La situation est d’autant plus inquiétante que l’aide humanitaire reste très limitée. D’après les informations rapportées par la société civile, près de trois quarts des déplacés n’auraient reçu aucune assistance. Seuls environ 750 ménages auraient bénéficié d’une aide financière d’urgence apportée par Caritas, en plus de quelques gestes de solidarité locale.

Ce chiffre contraste avec l’ampleur réelle des besoins. Les familles déplacées ont besoin de nourriture, de bâches, de médicaments, d’eau potable, de kits d’hygiène, de vêtements et d’un accompagnement psychosocial. Beaucoup vivent dans une grande promiscuité, ce qui expose les enfants, les femmes enceintes, les personnes âgées et les malades à des risques supplémentaires.

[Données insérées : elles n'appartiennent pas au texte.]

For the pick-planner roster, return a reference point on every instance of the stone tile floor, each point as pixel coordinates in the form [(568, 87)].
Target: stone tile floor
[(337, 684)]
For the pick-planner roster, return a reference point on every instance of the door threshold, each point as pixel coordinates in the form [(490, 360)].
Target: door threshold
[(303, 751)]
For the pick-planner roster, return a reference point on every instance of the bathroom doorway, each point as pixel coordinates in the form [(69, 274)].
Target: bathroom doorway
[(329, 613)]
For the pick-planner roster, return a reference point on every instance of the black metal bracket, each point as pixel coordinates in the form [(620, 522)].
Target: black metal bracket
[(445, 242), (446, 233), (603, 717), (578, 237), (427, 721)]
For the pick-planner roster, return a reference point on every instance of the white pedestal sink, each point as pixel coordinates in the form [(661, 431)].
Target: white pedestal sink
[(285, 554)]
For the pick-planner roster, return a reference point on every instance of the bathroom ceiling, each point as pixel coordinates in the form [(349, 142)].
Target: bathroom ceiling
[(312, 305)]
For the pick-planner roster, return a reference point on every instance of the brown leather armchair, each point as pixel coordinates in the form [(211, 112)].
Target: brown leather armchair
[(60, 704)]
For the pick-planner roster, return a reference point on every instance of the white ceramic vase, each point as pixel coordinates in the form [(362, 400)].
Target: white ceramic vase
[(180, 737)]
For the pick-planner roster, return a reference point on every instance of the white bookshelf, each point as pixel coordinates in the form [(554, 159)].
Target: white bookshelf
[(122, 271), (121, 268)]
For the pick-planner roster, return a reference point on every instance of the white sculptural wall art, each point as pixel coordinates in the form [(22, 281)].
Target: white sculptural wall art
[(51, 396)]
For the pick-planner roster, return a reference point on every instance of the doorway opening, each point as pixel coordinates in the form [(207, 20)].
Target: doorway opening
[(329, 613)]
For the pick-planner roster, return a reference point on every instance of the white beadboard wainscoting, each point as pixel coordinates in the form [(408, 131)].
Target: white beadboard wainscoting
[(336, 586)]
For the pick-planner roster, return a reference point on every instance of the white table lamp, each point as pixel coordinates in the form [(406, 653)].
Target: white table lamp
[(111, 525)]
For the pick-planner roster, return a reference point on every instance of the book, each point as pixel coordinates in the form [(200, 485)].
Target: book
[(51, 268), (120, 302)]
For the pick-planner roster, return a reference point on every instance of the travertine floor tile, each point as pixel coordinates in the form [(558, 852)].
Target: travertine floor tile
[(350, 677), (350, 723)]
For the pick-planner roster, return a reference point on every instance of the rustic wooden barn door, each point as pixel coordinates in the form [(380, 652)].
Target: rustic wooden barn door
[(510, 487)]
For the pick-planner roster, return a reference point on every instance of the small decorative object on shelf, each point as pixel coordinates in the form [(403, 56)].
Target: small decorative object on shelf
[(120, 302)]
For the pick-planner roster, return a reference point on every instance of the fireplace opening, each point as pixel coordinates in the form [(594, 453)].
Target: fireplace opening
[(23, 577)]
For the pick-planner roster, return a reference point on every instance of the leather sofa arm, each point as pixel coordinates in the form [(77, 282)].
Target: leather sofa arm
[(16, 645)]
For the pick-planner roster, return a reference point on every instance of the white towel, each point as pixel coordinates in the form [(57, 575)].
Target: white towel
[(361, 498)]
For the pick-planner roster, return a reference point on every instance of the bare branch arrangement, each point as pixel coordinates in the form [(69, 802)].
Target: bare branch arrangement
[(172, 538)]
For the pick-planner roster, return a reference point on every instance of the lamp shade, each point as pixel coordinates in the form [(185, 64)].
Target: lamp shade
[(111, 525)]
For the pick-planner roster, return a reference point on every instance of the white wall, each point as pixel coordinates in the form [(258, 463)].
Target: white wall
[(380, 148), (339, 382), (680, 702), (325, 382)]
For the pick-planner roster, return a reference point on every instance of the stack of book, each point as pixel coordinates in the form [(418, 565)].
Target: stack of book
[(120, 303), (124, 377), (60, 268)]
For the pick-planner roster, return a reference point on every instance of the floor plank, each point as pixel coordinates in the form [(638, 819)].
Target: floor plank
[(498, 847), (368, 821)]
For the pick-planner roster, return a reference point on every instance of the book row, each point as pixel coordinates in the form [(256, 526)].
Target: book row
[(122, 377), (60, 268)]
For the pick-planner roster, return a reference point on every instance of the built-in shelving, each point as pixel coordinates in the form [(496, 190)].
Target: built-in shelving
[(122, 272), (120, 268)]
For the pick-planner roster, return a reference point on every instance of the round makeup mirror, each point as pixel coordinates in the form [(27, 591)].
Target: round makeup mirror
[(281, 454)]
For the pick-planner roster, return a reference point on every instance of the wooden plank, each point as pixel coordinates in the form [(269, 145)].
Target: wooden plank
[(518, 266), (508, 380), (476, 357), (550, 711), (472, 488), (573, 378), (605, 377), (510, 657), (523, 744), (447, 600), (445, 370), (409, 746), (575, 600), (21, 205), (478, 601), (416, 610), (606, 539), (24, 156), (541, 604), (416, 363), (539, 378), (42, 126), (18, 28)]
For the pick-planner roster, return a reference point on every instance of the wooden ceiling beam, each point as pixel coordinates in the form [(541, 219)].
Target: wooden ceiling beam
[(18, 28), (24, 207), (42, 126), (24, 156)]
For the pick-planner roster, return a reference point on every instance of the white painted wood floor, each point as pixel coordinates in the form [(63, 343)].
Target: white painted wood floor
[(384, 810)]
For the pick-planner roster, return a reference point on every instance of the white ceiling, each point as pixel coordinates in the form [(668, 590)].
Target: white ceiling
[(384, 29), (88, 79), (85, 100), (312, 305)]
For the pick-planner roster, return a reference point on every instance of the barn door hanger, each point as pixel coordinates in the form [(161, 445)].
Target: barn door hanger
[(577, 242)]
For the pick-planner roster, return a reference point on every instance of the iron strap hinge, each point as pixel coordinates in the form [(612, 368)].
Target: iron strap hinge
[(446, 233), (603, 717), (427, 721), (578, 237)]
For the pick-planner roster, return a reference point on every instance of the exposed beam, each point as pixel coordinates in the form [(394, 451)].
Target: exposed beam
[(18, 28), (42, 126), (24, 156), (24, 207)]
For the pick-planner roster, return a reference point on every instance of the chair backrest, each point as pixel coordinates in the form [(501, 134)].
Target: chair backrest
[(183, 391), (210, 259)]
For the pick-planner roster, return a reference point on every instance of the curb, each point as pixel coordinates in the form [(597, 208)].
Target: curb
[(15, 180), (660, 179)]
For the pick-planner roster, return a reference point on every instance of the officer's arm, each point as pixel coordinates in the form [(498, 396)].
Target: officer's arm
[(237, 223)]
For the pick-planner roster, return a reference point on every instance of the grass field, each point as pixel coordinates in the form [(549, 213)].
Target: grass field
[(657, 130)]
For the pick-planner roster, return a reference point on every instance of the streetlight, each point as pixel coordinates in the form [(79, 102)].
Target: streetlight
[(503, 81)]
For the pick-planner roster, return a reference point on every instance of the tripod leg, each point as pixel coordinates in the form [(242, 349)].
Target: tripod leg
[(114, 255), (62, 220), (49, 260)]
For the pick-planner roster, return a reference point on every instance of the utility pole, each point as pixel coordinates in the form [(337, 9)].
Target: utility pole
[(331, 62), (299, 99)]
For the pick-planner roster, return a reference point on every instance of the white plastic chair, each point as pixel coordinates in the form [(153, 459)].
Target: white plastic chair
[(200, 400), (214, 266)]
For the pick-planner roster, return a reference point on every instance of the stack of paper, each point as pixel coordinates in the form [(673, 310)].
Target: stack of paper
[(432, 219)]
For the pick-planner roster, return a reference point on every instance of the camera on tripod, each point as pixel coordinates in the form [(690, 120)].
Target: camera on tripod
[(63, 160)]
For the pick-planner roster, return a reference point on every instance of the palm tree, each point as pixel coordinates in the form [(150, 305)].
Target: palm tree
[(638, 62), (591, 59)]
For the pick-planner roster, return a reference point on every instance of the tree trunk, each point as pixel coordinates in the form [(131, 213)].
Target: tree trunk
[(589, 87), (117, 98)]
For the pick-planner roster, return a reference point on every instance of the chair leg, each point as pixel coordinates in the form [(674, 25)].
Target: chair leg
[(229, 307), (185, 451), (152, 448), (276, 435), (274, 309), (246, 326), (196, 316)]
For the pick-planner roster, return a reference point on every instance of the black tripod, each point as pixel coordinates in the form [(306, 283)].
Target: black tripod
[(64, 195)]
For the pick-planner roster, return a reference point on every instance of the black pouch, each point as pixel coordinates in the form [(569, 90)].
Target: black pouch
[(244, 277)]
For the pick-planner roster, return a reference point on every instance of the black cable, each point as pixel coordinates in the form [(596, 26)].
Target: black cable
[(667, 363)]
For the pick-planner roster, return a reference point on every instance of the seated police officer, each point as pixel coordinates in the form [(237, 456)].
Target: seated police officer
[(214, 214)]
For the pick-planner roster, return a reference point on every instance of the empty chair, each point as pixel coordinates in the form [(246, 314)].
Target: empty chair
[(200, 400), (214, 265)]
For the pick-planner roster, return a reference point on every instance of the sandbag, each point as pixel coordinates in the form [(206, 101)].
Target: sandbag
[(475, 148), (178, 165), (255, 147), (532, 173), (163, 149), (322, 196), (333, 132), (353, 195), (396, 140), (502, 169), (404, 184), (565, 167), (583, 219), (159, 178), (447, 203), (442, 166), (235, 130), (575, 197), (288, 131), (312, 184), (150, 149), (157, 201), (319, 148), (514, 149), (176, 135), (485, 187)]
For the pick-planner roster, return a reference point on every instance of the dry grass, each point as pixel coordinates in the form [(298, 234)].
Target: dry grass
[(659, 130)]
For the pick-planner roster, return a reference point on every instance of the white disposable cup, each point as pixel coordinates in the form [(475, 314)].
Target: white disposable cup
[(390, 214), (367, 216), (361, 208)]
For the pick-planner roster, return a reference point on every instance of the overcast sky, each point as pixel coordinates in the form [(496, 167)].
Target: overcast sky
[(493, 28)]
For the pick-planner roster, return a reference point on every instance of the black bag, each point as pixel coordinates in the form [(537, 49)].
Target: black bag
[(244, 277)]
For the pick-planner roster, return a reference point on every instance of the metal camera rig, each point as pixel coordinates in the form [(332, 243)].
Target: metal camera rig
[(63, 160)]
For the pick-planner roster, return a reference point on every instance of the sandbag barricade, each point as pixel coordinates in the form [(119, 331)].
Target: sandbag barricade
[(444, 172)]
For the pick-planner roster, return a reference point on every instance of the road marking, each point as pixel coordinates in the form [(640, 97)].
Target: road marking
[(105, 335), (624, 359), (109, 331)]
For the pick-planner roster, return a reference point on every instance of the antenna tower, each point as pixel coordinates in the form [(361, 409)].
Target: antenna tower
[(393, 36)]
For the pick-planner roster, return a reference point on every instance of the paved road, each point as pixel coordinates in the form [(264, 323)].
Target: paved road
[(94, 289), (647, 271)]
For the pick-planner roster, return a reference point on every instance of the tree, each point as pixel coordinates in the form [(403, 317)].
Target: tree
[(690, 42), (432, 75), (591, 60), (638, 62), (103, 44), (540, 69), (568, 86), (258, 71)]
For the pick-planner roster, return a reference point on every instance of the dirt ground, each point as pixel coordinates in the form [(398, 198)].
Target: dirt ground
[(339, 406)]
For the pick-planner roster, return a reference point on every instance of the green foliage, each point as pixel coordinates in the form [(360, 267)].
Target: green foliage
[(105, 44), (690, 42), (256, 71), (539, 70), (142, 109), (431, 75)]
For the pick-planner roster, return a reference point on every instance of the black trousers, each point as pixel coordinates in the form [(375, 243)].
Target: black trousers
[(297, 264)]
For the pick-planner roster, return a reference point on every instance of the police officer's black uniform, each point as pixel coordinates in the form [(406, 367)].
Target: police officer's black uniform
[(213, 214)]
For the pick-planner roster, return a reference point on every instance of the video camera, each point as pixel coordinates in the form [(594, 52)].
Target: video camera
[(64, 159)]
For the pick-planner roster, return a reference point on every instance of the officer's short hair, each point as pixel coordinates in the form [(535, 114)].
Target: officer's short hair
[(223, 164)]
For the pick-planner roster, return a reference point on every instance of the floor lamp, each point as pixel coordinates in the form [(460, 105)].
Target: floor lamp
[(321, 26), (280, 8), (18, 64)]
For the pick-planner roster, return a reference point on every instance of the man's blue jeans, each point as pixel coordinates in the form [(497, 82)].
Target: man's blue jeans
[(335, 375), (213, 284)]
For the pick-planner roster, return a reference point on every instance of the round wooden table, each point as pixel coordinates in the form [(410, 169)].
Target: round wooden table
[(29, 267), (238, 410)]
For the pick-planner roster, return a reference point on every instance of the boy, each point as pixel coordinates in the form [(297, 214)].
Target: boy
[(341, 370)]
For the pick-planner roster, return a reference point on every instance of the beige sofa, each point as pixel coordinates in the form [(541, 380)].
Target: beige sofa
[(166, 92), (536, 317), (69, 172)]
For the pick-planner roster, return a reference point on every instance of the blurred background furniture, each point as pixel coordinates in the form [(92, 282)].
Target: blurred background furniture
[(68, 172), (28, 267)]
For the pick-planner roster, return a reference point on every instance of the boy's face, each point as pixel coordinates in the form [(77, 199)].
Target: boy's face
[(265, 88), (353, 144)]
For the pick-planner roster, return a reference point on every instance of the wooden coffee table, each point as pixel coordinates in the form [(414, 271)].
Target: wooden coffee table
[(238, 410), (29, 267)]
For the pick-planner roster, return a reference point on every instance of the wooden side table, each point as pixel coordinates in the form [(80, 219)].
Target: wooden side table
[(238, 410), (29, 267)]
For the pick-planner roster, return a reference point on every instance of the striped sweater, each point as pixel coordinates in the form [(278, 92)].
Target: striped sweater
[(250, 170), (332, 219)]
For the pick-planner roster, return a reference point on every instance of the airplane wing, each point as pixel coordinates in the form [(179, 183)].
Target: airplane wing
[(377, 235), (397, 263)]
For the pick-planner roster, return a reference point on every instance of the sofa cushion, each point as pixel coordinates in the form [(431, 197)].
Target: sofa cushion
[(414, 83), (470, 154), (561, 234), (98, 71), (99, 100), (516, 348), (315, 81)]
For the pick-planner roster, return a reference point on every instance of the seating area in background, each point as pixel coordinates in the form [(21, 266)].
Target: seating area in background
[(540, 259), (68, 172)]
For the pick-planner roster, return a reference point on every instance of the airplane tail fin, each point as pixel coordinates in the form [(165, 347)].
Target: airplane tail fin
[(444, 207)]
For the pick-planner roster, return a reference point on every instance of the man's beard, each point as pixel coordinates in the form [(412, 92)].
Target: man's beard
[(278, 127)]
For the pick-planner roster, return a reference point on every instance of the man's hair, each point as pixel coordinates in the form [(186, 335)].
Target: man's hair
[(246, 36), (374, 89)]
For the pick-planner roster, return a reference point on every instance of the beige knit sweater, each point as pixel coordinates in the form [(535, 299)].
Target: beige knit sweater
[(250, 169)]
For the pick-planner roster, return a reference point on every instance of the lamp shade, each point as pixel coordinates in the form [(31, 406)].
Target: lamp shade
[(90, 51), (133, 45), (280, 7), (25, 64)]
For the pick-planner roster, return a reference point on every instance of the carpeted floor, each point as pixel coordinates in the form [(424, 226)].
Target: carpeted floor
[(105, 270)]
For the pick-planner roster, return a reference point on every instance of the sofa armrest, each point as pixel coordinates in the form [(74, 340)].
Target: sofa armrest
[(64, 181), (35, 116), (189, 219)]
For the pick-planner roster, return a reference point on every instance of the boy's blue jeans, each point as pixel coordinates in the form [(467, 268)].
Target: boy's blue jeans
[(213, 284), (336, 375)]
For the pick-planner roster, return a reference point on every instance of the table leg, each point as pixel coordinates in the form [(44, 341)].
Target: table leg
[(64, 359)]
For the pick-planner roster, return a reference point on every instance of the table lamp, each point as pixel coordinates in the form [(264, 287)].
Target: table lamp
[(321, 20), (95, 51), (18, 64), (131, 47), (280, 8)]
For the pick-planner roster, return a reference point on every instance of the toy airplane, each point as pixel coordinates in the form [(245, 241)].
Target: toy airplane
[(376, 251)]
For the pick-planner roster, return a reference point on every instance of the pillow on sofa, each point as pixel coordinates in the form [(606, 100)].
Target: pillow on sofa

Le manque d’assistance ne se limite pas à l’absence de vivres. Il révèle aussi une faiblesse structurelle de la réponse humanitaire dans certaines zones de l’Ituri. Les acteurs humanitaires sont confrontés à des difficultés d’accès, à l’insécurité persistante et au manque de moyens. Pendant ce temps, les déplacés continuent de survivre grâce aux familles hôtes, elles-mêmes touchées par la hausse des prix et la baisse de la production agricole.

L’insécurité empêche les familles de retourner aux champs

À Mambasa, la crise humanitaire est directement liée à la crise sécuritaire. La présence continue des ADF dans plusieurs zones périphériques empêche les populations d’accéder à leurs champs. Or, dans cette partie de l’Ituri, l’agriculture reste la principale source de subsistance pour de nombreuses familles.

Privés de leurs villages et de leurs terres, les déplacés perdent en même temps leur logement, leurs revenus et leur autonomie alimentaire. Cette dépendance forcée à l’aide humanitaire devient encore plus grave lorsque cette aide n’arrive pas ou reste très insuffisante.

Le dernier rapport humanitaire d’OCHA sur l’Ituri signalait déjà une détérioration préoccupante de la situation dans la zone de Biakato, en territoire de Mambasa, où plus de 45 000 personnes étaient déplacées dans des conditions précaires. Le même rapport relevait aussi la persistance des violences dans les territoires de Djugu, Irumu et Mambasa, exposant les civils aux attaques, aux enlèvements et aux déplacements forcés.

Ebola ajoute une menace sanitaire à la crise des déplacés

Cette crise humanitaire intervient dans un contexte encore plus fragile avec l’épidémie d’Ebola qui touche l’Est de la RDC. En Ituri, les sites de déplacés représentent un risque particulier en raison de la promiscuité, de la mobilité des populations et de l’accès limité aux services de santé.

La ministre des Affaires sociales, Ève Bazaiba, a récemment alerté sur le danger que représenterait la propagation d’Ebola dans les sites de déplacés. Elle a rappelé qu’en Ituri, environ 1,15 million de personnes se trouvent dans 69 sites de déplacés internes, ce qui rend la situation extrêmement sensible sur le plan sanitaire.

Dans un tel contexte, la réponse humanitaire ne peut pas être séparée de la réponse sanitaire. Assister les déplacés, c’est aussi réduire les risques de propagation des maladies, renforcer la prévention et restaurer un minimum de dignité humaine.

Une urgence qui appelle une réponse coordonnée

Face à cette situation, la société civile appelle les autorités congolaises, les FARDC et les partenaires humanitaires à agir rapidement. La priorité reste double : sécuriser les zones d’origine pour permettre un retour volontaire et sûr des populations, tout en assurant une assistance immédiate aux familles déjà déplacées.

La crise de Mambasa rappelle que l’Ituri ne peut pas être réduite aux seuls bilans militaires. Derrière chaque attaque, il y a des villages vidés, des enfants déscolarisés, des familles dispersées et des communautés entières plongées dans l’incertitude.

Tant que les déplacés resteront sans assistance suffisante, la crise continuera de produire ses effets les plus destructeurs : faim, maladie, précarité, désespoir et perte progressive de confiance envers les institutions. Pour Mambasa, l’urgence n’est donc plus seulement de constater la détresse. Elle est d’organiser une réponse rapide, visible et durable.